How This Skill Works
You supply either /good-question dimension data or raw interview notes. The skill structures the input into a formal spec across five dimensions, identifies issues such as ambiguities, contradictions, gaps, and assumptions, and then outputs architecture recommendations, risk mitigation strategies, a testing plan, and a set of open questions to resolve remaining uncertainties.
When to Use It
- After completing a requirement elicitation interview and you have multiple dimension answers ready (purpose, data, behavior, constraints, quality).
- When you have raw notes from developer conversations that need formalization into a spec.
- When information is unstructured and you need formalization before design or development.
- To validate consistency of collected requirements and surface ambiguities or gaps.

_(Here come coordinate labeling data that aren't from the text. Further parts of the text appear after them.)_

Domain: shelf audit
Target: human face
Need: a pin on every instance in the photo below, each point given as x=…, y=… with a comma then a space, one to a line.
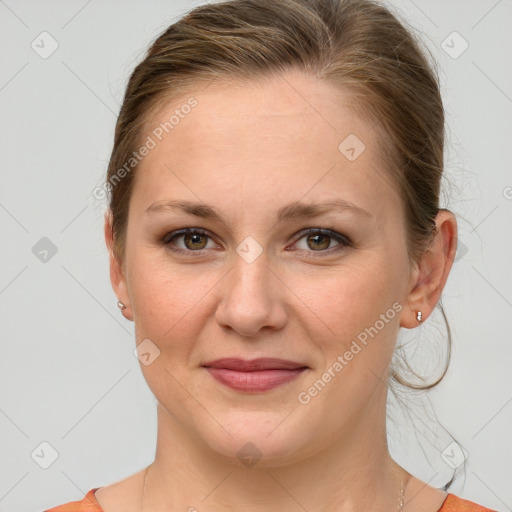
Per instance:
x=248, y=151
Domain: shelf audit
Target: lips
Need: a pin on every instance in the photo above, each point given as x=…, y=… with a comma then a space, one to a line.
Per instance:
x=254, y=375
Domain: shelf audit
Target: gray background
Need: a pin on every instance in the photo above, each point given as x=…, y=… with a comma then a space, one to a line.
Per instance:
x=68, y=374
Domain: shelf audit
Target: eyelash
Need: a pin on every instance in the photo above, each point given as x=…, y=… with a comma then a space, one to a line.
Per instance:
x=343, y=240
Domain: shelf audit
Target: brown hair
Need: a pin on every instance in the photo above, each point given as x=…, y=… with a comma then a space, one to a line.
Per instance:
x=357, y=45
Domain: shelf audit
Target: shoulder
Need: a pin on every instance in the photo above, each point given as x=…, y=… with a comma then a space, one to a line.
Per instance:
x=87, y=504
x=453, y=503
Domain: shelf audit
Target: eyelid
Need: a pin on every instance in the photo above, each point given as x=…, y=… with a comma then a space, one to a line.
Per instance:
x=343, y=240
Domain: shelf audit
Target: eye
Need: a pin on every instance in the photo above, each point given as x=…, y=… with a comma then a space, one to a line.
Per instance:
x=193, y=240
x=319, y=240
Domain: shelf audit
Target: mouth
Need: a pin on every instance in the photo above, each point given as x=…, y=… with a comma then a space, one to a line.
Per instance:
x=254, y=375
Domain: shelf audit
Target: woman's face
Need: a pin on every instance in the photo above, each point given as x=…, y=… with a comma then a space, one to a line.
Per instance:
x=253, y=282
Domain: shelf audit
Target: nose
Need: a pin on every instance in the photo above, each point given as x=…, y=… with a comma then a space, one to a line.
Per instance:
x=252, y=298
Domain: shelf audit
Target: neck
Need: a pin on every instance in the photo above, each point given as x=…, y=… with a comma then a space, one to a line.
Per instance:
x=353, y=472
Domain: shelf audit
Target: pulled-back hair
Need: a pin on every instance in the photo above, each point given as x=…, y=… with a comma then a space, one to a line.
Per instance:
x=358, y=46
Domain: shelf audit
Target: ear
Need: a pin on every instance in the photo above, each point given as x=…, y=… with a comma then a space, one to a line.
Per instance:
x=117, y=277
x=431, y=273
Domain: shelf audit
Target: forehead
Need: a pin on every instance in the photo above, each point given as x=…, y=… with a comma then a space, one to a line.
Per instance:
x=264, y=143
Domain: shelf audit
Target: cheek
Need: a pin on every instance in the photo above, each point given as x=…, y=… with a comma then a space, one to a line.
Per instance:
x=167, y=299
x=338, y=305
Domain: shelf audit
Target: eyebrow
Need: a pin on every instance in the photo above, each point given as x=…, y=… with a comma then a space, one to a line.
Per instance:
x=293, y=210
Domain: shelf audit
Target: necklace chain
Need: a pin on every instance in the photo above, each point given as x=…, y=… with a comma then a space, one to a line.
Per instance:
x=400, y=505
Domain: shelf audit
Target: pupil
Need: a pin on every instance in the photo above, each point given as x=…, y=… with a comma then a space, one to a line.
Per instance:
x=320, y=245
x=195, y=239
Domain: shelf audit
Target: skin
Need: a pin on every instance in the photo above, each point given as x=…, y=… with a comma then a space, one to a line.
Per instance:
x=247, y=150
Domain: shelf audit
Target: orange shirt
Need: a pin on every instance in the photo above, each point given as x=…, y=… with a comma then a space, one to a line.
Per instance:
x=452, y=503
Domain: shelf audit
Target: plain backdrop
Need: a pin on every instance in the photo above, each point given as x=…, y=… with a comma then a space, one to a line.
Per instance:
x=75, y=412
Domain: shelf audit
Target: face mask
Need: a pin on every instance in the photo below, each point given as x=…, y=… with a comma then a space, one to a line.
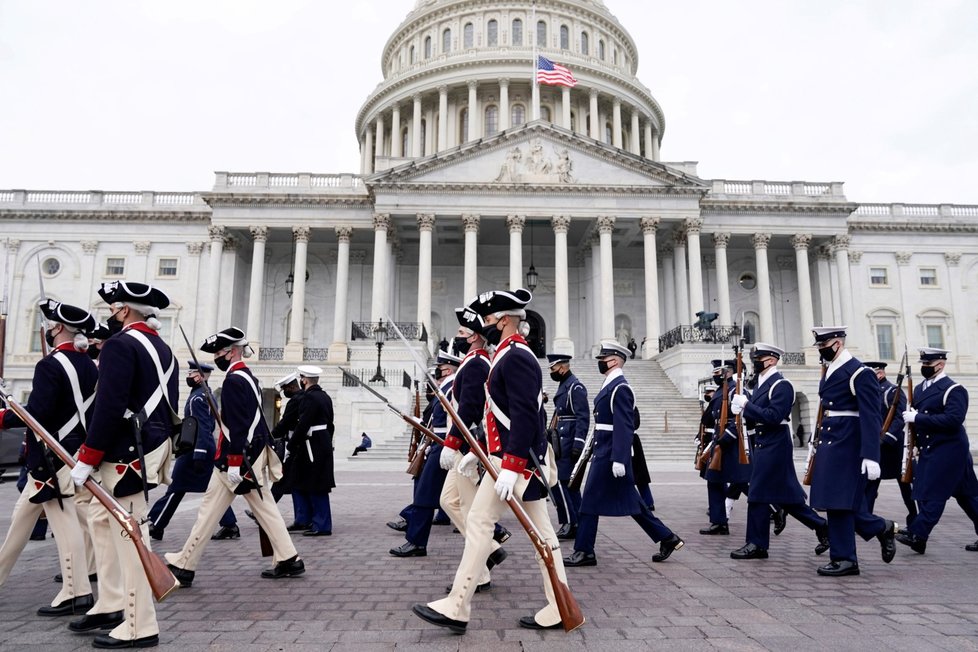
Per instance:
x=462, y=345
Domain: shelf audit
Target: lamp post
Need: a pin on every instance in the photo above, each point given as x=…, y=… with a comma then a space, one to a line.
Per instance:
x=380, y=336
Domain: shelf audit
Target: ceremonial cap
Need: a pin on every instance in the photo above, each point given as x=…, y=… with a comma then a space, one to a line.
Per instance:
x=823, y=333
x=133, y=292
x=223, y=339
x=928, y=353
x=611, y=347
x=63, y=313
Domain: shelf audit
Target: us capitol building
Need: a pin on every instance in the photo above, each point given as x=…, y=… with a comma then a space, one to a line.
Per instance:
x=472, y=179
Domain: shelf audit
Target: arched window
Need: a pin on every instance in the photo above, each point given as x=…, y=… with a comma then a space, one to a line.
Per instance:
x=518, y=114
x=492, y=120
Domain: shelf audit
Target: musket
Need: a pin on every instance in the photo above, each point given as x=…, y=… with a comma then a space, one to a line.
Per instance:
x=263, y=541
x=414, y=422
x=570, y=611
x=161, y=580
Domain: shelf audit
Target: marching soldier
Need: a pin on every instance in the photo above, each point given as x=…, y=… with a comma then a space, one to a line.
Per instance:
x=129, y=441
x=240, y=465
x=61, y=400
x=514, y=432
x=573, y=418
x=610, y=487
x=944, y=468
x=773, y=479
x=847, y=455
x=311, y=449
x=891, y=444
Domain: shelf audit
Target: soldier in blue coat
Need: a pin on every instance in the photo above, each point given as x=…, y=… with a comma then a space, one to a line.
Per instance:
x=610, y=486
x=944, y=468
x=847, y=455
x=573, y=418
x=773, y=479
x=891, y=443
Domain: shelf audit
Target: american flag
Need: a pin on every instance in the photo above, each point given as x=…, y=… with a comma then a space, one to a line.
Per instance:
x=555, y=74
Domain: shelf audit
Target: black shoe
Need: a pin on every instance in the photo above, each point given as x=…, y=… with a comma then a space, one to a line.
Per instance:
x=716, y=528
x=496, y=558
x=429, y=615
x=916, y=544
x=823, y=539
x=227, y=532
x=578, y=558
x=288, y=568
x=839, y=568
x=185, y=577
x=667, y=547
x=106, y=642
x=409, y=550
x=71, y=606
x=749, y=551
x=531, y=623
x=888, y=542
x=96, y=621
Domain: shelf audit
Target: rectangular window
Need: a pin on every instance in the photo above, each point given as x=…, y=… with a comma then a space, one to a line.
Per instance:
x=115, y=267
x=928, y=277
x=167, y=268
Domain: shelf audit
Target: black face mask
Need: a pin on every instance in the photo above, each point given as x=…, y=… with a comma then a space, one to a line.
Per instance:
x=462, y=345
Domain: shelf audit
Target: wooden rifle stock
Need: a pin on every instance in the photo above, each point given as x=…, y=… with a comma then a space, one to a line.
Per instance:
x=161, y=580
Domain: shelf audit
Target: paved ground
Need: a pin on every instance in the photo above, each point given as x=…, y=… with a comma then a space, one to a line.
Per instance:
x=356, y=597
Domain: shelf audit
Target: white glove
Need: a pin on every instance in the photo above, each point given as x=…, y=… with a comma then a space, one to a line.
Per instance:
x=80, y=473
x=871, y=469
x=447, y=459
x=505, y=483
x=469, y=466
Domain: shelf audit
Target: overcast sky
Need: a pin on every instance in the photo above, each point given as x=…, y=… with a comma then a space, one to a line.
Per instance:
x=140, y=95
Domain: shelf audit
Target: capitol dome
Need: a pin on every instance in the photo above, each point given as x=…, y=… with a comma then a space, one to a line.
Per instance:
x=452, y=59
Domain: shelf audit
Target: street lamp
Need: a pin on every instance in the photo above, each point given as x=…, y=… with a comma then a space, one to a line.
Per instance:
x=380, y=336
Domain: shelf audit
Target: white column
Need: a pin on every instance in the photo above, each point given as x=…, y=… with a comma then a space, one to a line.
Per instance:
x=649, y=226
x=475, y=120
x=515, y=223
x=396, y=131
x=471, y=281
x=256, y=290
x=416, y=129
x=426, y=223
x=378, y=294
x=766, y=326
x=214, y=277
x=338, y=349
x=442, y=118
x=606, y=225
x=693, y=226
x=720, y=241
x=562, y=342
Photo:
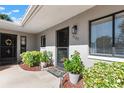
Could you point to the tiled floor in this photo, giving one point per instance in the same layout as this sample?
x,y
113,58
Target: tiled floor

- Before architecture and implementation planning, to create a structured baseline spec.
Quick Start
- Step 1: Gather interview notes or /good-question dimension data.
- Step 2: Run analysis to extract Purpose, Data, Behavior, Constraints, and Quality; mark ambiguities/gaps.
- Step 3: Produce a structured specification plus implementation guidance and open questions.
Best Practices
- Structure the output around the five dimensions: Purpose, Data, Behavior, Constraints, Quality.
- Cross-check for ambiguities, contradictions, and gaps with stakeholders.
- Capture explicit assumptions as open questions and resolve them iteratively.
- Request or supply dimension data in JSON format when using /good-question.
- Document traceability from interview sources to the final spec and implementation guidance.
Example Use Cases
- Translate an onboarding interview into a formal product requirement spec for a dashboard feature.
- Convert developer conversation notes into a data model and transformation spec.
- Identify ambiguities in a compliance workflow and propose testable acceptance criteria.
- Create an architecture-guidance document with risk mitigation for a new API.
- Draft open questions to resolve unclear performance constraints before sprint planning.